I felt irrationally sad yesterday when my friend Tom (aka., “The Blogfodder”) sent news that — after successfully hitchhiking across Europe and Canada — the hitchBOT had been “murdered by America.” According to The New Yorker,
The child-size robot, named hitchBOT, was recovered by its creators in Philadelphia last night after it was irreparably damaged just two weeks into a cross-country trip from Massachusetts to San Francisco. The robot — adorned with a digital smile, an extended thumb, and a sign that declared “San Francisco or bust” — was built as part of a social experiment to study the interactions between humans and robots. …

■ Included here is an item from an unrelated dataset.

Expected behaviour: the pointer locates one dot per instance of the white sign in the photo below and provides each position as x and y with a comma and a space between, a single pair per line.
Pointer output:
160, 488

Though previous good Samaritans around the world had taken hitchBOT to a wedding, a comic convention, a Red Sox game, and even a trip out on the ocean, someone in Philadelphia, the City of Brotherly Love, ripped off its head and arms and left it for dead on the side of the road. HitchBOT’s creators had hoped to spare the robot’s young adoring fans from seeing the crime scene, but the image has surfaced on Twitter:
Why would anyone destroy something so whimsical and innocent? My guess is that a couple of ignorant kids happened across the robot and — unaware of its origin or purpose — dismembered it just for fun.
The incident reminded me of another story about “destruction as fun” I’d read over the weekend: A man in Texas had to be airlifted to a hospital after one of three bullets he fired at an armadillo ricocheted off the animal’s bony armor, and struck him in the jaw.
“What drove the man to shoot at the critter? He told authorities he had seen the animal previously on the highway, which — for reasons unexplained — prompted him to draw his weapon and pull the trigger.”
I felt sick that someone would shoot an animal for no particular reason, and wondered whether it was illegal. Perhaps the police would even file charges? Nope. Investigator Bill Smith of the Lee County Sheriff’s Office said, “I really think if they’re going to shoot at varmints and whatnot, maybe use a shotgun … with a spread pattern with a lot less range.” Wow.
Then there’s the story of the dentist and the lion. I can’t add anything to the Internet firestorm that’s already exploded — except for my opinion about why this incident has hit such a nerve: It’s one of the most egregious examples of an American behaving badly. Talk about callous bloodlust and a sociopathic sense of entitlement.
Next time I leave the U.S., I’ll again face the inevitable questions: Why are Americans so destructive? Why do Americans love killing? My culture seems increasingly foreign to my friends, increasingly hard to understand.
I’ll have no answers for these questions, of course, because I don’t understand. I don’t understand why anyone would smash a robot, shoot at an armadillo, or behead a lion and call it “fun.”
But even if I can’t explain any of this, I hope I’ll at least be able to provide some proof and reassurance that not all Americans behave this badly.